Diversification Opportunities for New World and Angus Gold
0.0 | Correlation Coefficient |
Pay attention - limited upside
The 3 months correlation between New and Angus is 0.0. Overlapping area represents the amount of risk that can be diversified away by holding New World Gold and Angus Gold in the same portfolio, assuming nothing else is changed. The correlation between historical prices or returns on Angus Gold and New World is a relative statistical measure of the degree to which these equity instruments tend to move together. The correlation coefficient measures the extent to which returns on New World Gold are associated (or correlated) with Angus Gold. Values of the correlation coefficient range from -1 to +1, where. The correlation of zero (0) is possible when the price movement of Angus Gold has no effect on the direction of New World i.e., New World and Angus Gold go up and down completely randomly.

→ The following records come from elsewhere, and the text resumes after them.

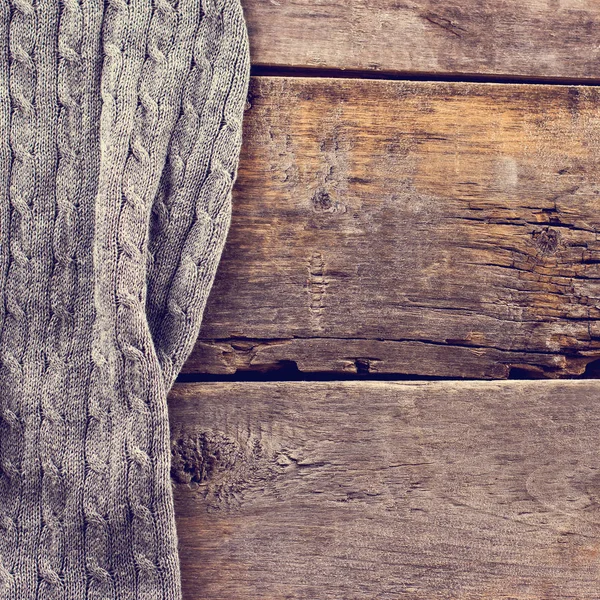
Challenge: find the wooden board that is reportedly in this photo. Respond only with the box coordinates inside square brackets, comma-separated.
[244, 0, 600, 81]
[170, 381, 600, 600]
[184, 77, 600, 378]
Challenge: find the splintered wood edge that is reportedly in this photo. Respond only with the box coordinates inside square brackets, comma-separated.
[184, 77, 600, 379]
[169, 381, 600, 600]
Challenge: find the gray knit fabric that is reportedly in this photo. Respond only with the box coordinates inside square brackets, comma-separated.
[0, 0, 250, 600]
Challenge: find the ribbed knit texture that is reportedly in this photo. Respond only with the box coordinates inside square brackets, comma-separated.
[0, 0, 250, 600]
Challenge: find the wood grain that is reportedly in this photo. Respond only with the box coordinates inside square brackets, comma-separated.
[170, 381, 600, 600]
[184, 77, 600, 378]
[244, 0, 600, 81]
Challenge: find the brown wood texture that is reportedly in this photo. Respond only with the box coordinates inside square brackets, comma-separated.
[244, 0, 600, 80]
[169, 380, 600, 600]
[184, 77, 600, 378]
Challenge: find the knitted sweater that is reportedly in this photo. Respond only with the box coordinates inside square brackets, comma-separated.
[0, 0, 249, 600]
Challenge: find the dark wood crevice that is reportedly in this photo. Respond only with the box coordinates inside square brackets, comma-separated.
[250, 64, 600, 87]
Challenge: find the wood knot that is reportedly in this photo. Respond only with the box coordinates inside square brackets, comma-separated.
[531, 227, 560, 254]
[312, 188, 346, 213]
[171, 431, 242, 484]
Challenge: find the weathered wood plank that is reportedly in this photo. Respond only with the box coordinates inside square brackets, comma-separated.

Pair Corralation between New World and Angus Gold
Given the investment horizon of 90 days New World Gold is expected to generate 16.08 times more return on investment than Angus Gold. However, New World is 16.08 times more volatile than Angus Gold. It trades about 0.17 of its potential returns per unit of risk. Angus Gold is currently generating about 0.01 per unit of risk. If you would invest 0.01 in New World Gold on September 14, 2024 and sell it today you would earn a total of 0.00 from holding New World Gold or generate 0.0% return on investment over 90 days.
Time Period | 3 Months [change] |
Direction | Flat |
Strength | Insignificant |
Accuracy | 100.0% |
Values | Daily Returns |
New World Gold vs. Angus Gold
Performance |
Timeline |
New World Gold |
Angus Gold |
New World and Angus Gold Volatility Contrast
Predicted Return Density |
Returns |
Pair Trading with New World and Angus Gold
The main advantage of trading using opposite New World and Angus Gold positions is that it hedges away some unsystematic risk. Because of two separate transactions, even if New World position performs unexpectedly, Angus Gold can make up some of the losses. Pair trading also minimizes risk from directional movements in the market. For example, if an entire industry or sector drops because of unexpected headlines, the short position in Angus Gold will offset losses from the drop in Angus Gold's long position.New World vs. Revival Gold | New World vs. Galiano Gold | New World vs. US Gold Corp | New World vs. HUMANA INC |
Angus Gold vs. Revival Gold | Angus Gold vs. Galiano Gold | Angus Gold vs. US Gold Corp | Angus Gold vs. HUMANA INC |
Check out your portfolio center.Note that this page's information should be used as a complementary analysis to find the right mix of equity instruments to add to your existing portfolios or create a brand new portfolio. You can also try the Financial Widgets module to easily integrated Macroaxis content with over 30 different plug-and-play financial widgets.